I tried cooking some ribs at 275. I had 2 racks. 1 was pork back ribs. The other was St Luise ribs. I cooked them 3 hours with a rub, 1 hour with foil and apple juice. After the foil, the St Luise ribs were done, so I sauced them and left them on an 45 minutes, and took them off. The pork back ribs weren't done, so I sauced them, put a meat thermometer in them, and 2 hours later they got to 209 (which 190 is what I was shooting for) but the pork back ribs turned out perfect. Cooking them at 275 rendered all the extra fat(no more bites of grissle or whatever) and they held together well even though I let them get hotter than 190. I may cook my porkback ribs the same way next time.

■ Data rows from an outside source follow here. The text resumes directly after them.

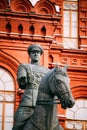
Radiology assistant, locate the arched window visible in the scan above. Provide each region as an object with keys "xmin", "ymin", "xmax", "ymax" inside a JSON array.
[
  {"xmin": 48, "ymin": 55, "xmax": 54, "ymax": 69},
  {"xmin": 0, "ymin": 67, "xmax": 15, "ymax": 130},
  {"xmin": 41, "ymin": 26, "xmax": 46, "ymax": 36},
  {"xmin": 29, "ymin": 25, "xmax": 34, "ymax": 35},
  {"xmin": 18, "ymin": 24, "xmax": 23, "ymax": 34},
  {"xmin": 66, "ymin": 99, "xmax": 87, "ymax": 129},
  {"xmin": 6, "ymin": 22, "xmax": 11, "ymax": 33},
  {"xmin": 49, "ymin": 55, "xmax": 53, "ymax": 63}
]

The St Luise ribs wound up tough. I believe low and slow was better for them.


----------



## SmokinAl (Apr 17, 2016)

Sounds like a great smoke, Jason!

Next time it would be really great if you took some photo's to go with your post.

We all like q-view!

Al


----------



## bauchjw (Apr 17, 2016)

Pictures make me happy!


----------



## jason1234 (Apr 17, 2016)

IMG_20160415_203804747.jpg



__ jason1234
__ Apr 17, 2016






This is the porkback ribs


----------



## jason1234 (Apr 17, 2016)

And I smoked corn! I melted 2 sticks of butter, added a teaspoon of Italian seasoning, a teaspoon of garlc. Every half hour I brushed the butter mixture on the corn, and rotated the corn. My smoker was 275. The butter added enough salt. The kernals shrank, but it had great flavor!













IMG_20160415_205032703.jpg



__ jason1234
__ Apr 17, 2016


----------



## bauchjw (Apr 17, 2016)

Points! Great job! Looks like a summer meal!


----------